Tras mis últimas reflexiones no me queda otra, los cuadritos de mi pequeña y roída libreta se alinearon con mis pensamientos y todos culminaron la obra a la par.
De aquel no sé al sé o aprendo porque así lo decido yo. Un buen día, aquel buen día, este filósofo mendigo dejó sus penas, sus mínimas posesiones y se agarró a su pensamiento, sus ideales y se tiró a la vida. Se tiró a la independencia del mundo. Un mundo que lo miraba incrédulo, convencido de que daría marcha atrás en cuanto sintiera en su lomo lo duro de vivir, cuando lo realmente duro es vivir según lo establecido, lo medido, bajo las obligaciones del ahora desayuno, ahora almuerzo, ahora trabajo y ahora me enamoro, me caso y tengo los hijos que todos tienen.
Sin hipotecas económicas, materiales y sentimentales me presento convencido a la vida, es que dicen que dura un estribillo y que se te va en el mismo suspiro en el que te la cobras.
Nada de deberle nada a nadie salvo a mí, a quién mejor…
El día que me toque me iré sin dejar carga ni herencia salvo este viejo cuadernillo escrito con palabras que muchos creerán vacías y otros entenderán, si es que alguien llega a leer o todo o incluso algo.
Mi felicidad va más allá de tu iPhone, de tu Mercedes o tu casa en la playa.

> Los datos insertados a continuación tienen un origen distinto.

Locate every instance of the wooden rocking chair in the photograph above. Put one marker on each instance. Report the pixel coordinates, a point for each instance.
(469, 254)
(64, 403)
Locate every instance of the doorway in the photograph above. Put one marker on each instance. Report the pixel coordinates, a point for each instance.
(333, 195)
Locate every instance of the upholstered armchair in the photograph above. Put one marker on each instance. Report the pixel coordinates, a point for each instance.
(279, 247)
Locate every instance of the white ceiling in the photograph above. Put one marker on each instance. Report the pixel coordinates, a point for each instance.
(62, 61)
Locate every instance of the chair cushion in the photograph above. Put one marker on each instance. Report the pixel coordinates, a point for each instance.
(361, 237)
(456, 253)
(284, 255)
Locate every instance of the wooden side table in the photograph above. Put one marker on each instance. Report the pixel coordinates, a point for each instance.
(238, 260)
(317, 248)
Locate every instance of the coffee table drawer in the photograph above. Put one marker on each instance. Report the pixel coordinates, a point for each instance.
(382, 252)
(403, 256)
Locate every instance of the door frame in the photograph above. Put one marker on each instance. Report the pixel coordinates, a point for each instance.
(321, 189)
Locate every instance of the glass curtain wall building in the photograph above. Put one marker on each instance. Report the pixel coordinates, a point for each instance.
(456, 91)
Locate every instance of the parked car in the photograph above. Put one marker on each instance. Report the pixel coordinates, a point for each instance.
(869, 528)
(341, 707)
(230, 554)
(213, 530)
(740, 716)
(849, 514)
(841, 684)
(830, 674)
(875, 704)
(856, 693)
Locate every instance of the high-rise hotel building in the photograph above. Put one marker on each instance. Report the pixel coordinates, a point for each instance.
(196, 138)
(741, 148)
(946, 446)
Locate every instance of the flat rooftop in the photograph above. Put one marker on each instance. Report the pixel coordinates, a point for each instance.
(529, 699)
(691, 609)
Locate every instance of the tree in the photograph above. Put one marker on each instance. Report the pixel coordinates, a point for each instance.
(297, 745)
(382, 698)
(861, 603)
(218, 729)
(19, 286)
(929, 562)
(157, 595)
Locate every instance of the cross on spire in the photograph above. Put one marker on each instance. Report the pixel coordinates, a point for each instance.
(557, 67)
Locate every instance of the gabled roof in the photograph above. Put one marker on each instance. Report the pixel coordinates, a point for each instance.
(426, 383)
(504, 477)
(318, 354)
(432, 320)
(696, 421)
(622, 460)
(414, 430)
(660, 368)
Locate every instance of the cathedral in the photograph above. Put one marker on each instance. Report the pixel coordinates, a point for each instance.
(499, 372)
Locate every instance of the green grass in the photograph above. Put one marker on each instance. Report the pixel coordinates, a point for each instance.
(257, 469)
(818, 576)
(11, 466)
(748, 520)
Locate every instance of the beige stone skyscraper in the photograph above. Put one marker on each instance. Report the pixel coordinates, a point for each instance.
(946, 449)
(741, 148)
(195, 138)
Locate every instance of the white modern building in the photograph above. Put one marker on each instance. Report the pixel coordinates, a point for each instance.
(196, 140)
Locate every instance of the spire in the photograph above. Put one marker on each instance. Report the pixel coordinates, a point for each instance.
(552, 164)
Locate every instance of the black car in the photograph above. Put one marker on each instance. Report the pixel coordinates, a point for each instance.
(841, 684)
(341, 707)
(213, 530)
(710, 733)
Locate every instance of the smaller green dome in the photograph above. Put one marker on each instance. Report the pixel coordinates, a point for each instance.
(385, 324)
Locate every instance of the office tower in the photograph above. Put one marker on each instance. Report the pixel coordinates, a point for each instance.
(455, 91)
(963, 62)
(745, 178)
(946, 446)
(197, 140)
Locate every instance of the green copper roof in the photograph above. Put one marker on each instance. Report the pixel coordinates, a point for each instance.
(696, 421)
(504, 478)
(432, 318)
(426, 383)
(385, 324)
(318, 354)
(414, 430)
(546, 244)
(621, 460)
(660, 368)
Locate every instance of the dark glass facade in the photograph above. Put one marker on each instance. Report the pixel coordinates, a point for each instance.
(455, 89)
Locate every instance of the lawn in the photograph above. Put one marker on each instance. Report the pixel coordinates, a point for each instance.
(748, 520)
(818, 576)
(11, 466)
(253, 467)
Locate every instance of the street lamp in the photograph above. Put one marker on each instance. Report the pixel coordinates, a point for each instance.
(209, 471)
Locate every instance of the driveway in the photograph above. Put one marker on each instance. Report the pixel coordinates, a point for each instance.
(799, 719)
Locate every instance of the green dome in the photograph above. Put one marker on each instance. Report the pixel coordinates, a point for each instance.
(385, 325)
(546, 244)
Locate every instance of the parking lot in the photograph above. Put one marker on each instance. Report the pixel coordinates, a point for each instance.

Yo vivo para ser feliz viendo la caída de una hoja rebelde en Primavera, el cantar de una chicharra en pleno invierno o viendo como el gato le ladra a su amo desee su propia bañera.
Mi felicidad no entiende no entiende de langostas, ni langostinos congelados; de hijos de flequillo a la moda o hoñijas con la falda plisá remangà a la salida del colegio de monjas.
Mi felicidad está en cada una de esas palabras que leo en cualquiera de esos libros que caen en mis manos y cada pasar de página es celebrado como ustedes el gol de ¿Andrés? Iniesta.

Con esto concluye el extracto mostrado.